D'un point de vue méthodologique, trois systèmes sont en jeu :
- La cartographie.
- L'architecture et le paysage
- Les discours.
 
Au-delà de ce qui est représentable, en fonction des échelles, la cartographie pose la question de ce qui est observable. Il s'agit là d'une question de positionnement.Par exemple, la tentative de mise en place du PRES de Lille a montré que la carte universitaire de la métropole varie en fonction de ce que l'on entend par enseignement supérieur : universités, grandes écoles, IUT, BTS, etc... Si le PRES reprend l'ensemble de l'enseignement supérieur de la métropole (et à fortiori de la Région), la carte est une nébuleuse qui se superpose à tout le territoire métropolitain.
A travers les fonctionnalités envisagées et les caractéristiques de la construction, mais aussi au-delà, l'architecture et le paysage posent la question des valeurs esthétiques en jeu dans un domaine défini. Par exemple, dans le cas de l'enseignement supérieur déjà évoqué, y a t'il des codes implicites ou explicites qui régissent l'architecture et le paysage? Même s'ils semblent caricaturaux, les éléments présentés par Lille pour le plan Campus peuvent être interrogés de ce point de vue (valeur du signe, topologie : catégories présentes dans l'art contemporain, qui pourrait fournir les éléments d'analyse de ces valeurs).
 
Enfin, les discours peuvent être envisagés sur le plan de l'émission et de la réception.
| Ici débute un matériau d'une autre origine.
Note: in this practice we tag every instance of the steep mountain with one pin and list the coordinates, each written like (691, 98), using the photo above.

Lorsqu'il y a projet, les discours qui lui servent de véhicules (discours de l'architecte, du paysagiste, du commanditaire) sont-ils comparables à ceux de la réception (dont on peut considérer que la presse, aux différentes échelles : locale, nationale, internationale est un bon indicateur).
La méthode que nous proposons partirait à chaque fois d'un élément pris comme indice (par exemple : l'enseignement supérieur, ou le logement, ou les délaissés, etc..), pour construire la confrontation entre les trois systèmes. Ce n'est qu'ensuite, collectivement que se confronteraient les contenus singuliers dans des étapes de synthèse.
La mise en action simultanée de la cartographie, de la critique architecturale et paysagère et de l'analyse des discours serait envisagée en relation avec l'exploration continue des questions théoriques que nous avons posées.
L'atlas proposé articulerait les données concrètes mises en dynamique par la prise en compte des trois systèmes et les explorations théoriques de la recherche.
En même temps qu'une meilleure compréhension du territoire, cette recherche contribuera à une meilleure connaissance de la recherche architecturale et paysagère à l'échelle territoriale.